The 2025 platform runs on a new infrastructure, so existing users go through a one-time migration:

  • Register a new account. The legacy account credentials do not carry over automatically. Sign up at proofy.io and click "Get Started" to provision the new dashboard.
  • Transfer your remaining credits. Contact the support team after registering and ask for a credit transfer from the old account. The team will move the balance manually, usually within one business day.
  • Regenerate API keys. Old API keys do not work against the new endpoints. Generate fresh keys in the dashboard and update them in any scripts, Zaps, or backend services that previously called Proofy. The new keys support per-project scoping if you want to split them now.
  • Confirm webhooks if you used them. The webhook signing and payload format changed in the rebuild. If you had webhook handlers on the old platform, point them at the new endpoint and adjust the signature verification.

As a returning user, you also get loyalty discounts on the first purchase after migration — the support team applies these on request.

Making the Most of the New Features

  • Use the JS widget on every public signup form. Inline verification at the form layer is the cheapest place to catch bad addresses. Pair it with the batch API for cleaning lists that arrived before the widget went live.
  • Split API keys by environment. Production, staging, and one-off scripts should each have their own key. Per-key usage metrics make it easy to see which environment is consuming credits unexpectedly.
  • Send large historical lists through bulk, not batch. The bulk endpoint and bulk dashboard upload share the same underlying engine, which is optimized for files. The batch API is built for queued real-time work, not for ten-million-row CSVs.
  • Connect the platform to your existing stack via Zapier. Proofy is a native Zapier app, which is how it plugs into Mailchimp, HubSpot, and most modern CRMs. The new API surface makes this faster than under the previous platform.
  • Schedule a quarterly bulk audit. Even with the JS widget catching most issues at signup, lists drift — contacts change jobs, addresses go stale. A quarterly full audit catches what real-time checks cannot.

Frequently Asked Questions

What changed in the 2025 release?

The 2025 release delivered faster processing, tighter accuracy on edge-case domains, a rebuilt dashboard, an expanded API surface with four endpoint types, multiple API keys per account, a JS widget for signup forms, higher bulk-file limits, cleaner documentation, per-key usage metrics, and a new payment system. Each piece is detailed above; the cumulative effect is a platform that handles real-world list-cleaning workflows with fewer rough edges.

Do my old verification credits transfer to the new account?

Yes, but the move is manual. After registering a new account, contact support and ask for the transfer. The remaining balance gets moved from the legacy account to the new one, typically within a business day. You only need to do this once.

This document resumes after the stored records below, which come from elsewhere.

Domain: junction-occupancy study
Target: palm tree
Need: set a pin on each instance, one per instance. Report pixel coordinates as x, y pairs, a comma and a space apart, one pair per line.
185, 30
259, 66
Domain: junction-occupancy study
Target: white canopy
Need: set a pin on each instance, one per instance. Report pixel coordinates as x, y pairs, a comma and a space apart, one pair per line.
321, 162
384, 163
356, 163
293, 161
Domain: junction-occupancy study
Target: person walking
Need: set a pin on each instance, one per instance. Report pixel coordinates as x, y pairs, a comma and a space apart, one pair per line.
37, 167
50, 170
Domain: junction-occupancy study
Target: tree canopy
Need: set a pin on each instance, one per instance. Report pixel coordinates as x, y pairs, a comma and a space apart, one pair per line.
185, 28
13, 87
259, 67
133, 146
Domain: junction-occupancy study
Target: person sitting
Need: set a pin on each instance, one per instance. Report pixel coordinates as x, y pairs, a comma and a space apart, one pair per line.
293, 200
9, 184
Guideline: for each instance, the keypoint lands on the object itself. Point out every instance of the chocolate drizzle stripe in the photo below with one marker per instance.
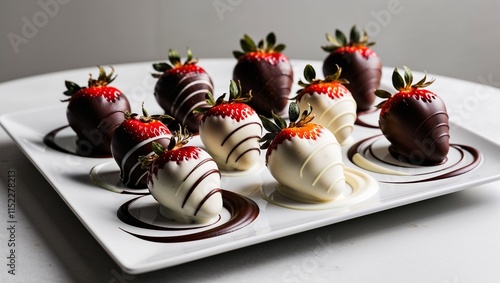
(370, 150)
(207, 196)
(247, 151)
(243, 211)
(195, 185)
(459, 171)
(50, 140)
(190, 110)
(139, 145)
(240, 143)
(476, 155)
(239, 128)
(174, 109)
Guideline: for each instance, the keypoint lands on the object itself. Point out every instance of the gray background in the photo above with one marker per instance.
(441, 37)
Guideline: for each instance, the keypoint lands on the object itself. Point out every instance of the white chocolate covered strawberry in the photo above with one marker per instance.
(304, 157)
(185, 180)
(333, 104)
(231, 130)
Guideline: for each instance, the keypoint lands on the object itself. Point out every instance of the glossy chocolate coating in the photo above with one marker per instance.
(123, 146)
(179, 94)
(418, 130)
(363, 74)
(243, 211)
(270, 83)
(94, 119)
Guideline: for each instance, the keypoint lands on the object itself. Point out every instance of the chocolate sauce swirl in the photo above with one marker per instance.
(50, 140)
(243, 211)
(454, 169)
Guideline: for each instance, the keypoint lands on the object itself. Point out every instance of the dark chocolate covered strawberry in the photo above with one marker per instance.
(414, 120)
(185, 180)
(94, 112)
(360, 65)
(134, 138)
(181, 88)
(263, 69)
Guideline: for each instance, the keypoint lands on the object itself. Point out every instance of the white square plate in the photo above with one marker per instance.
(97, 208)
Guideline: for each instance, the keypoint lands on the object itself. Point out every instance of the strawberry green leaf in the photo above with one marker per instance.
(238, 54)
(381, 104)
(189, 56)
(329, 48)
(268, 125)
(158, 148)
(247, 44)
(333, 40)
(234, 91)
(71, 87)
(174, 57)
(383, 93)
(220, 99)
(269, 136)
(293, 112)
(261, 44)
(209, 98)
(266, 144)
(270, 40)
(397, 80)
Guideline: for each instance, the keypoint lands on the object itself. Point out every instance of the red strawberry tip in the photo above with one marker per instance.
(402, 84)
(297, 120)
(175, 62)
(236, 95)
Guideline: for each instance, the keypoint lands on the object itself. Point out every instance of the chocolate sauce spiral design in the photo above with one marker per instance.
(243, 211)
(363, 155)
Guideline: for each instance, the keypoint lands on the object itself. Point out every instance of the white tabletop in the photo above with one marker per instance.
(453, 238)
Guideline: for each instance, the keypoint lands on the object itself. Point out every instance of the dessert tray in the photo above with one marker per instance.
(130, 228)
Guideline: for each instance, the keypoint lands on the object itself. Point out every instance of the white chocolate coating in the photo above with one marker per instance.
(189, 191)
(338, 115)
(234, 145)
(309, 170)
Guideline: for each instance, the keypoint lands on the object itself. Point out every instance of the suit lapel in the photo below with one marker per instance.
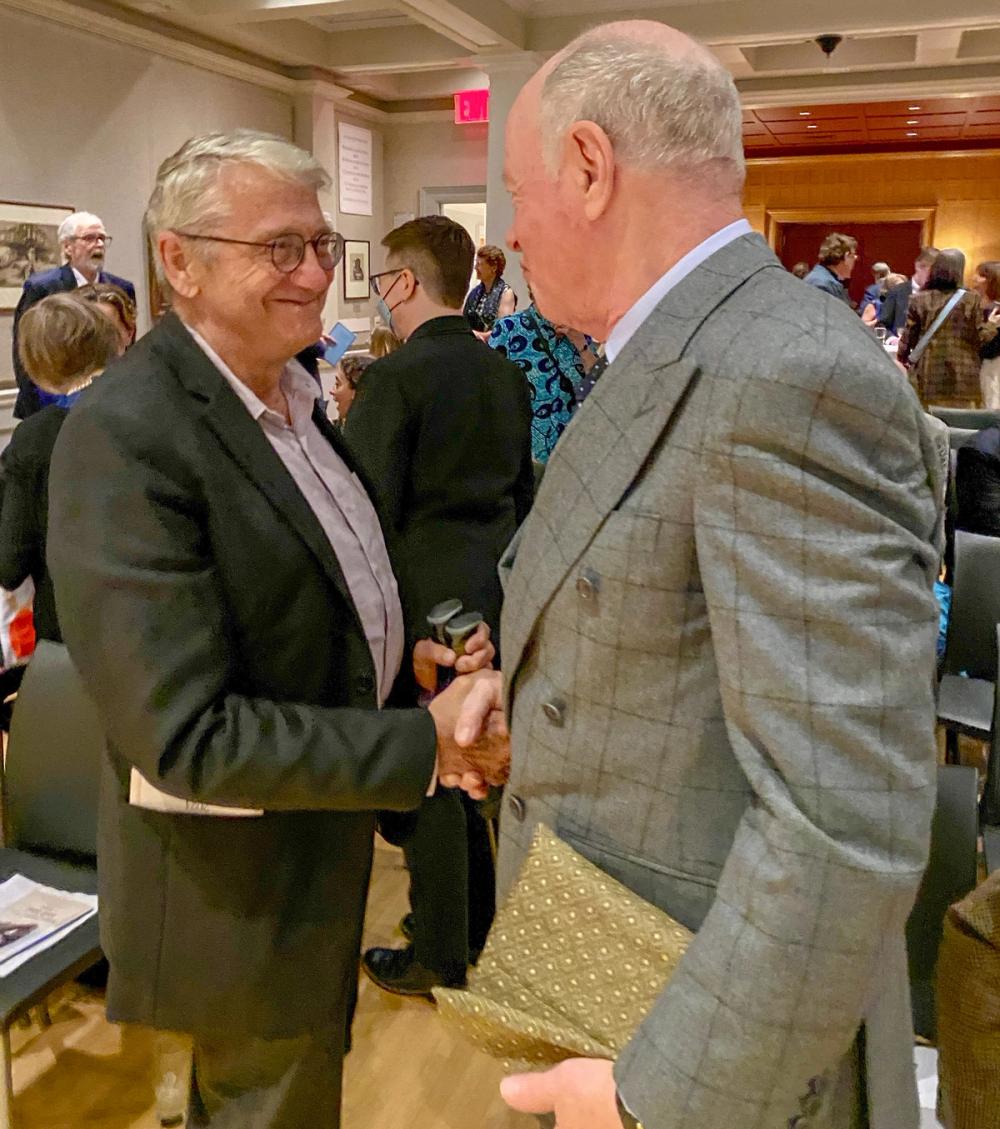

Will my old API keys still work?

No. The 2025 API runs on a new infrastructure and accepts only newly-issued keys. Generate fresh keys in the dashboard and update every script, Zap, or backend integration that previously called Proofy. While you are at it, consider splitting one global key into per-project keys to make usage tracking easier later.

How does this update affect deliverability?

By catching unreachable and risky addresses more precisely before they enter your campaigns, the cleaned list reaches more active inboxes and triggers fewer bounce-based reputation hits. Mailbox providers reward consistent senders with better placement, and the update's accuracy improvements feed directly into that loop.

Where do I report issues with the new platform?

The fastest path is the support chat from your new dashboard — it routes to the same team that handles credit transfers and onboarding questions. Bug reports with reproducible steps usually get a response the same day; product requests go onto the public roadmap for prioritization.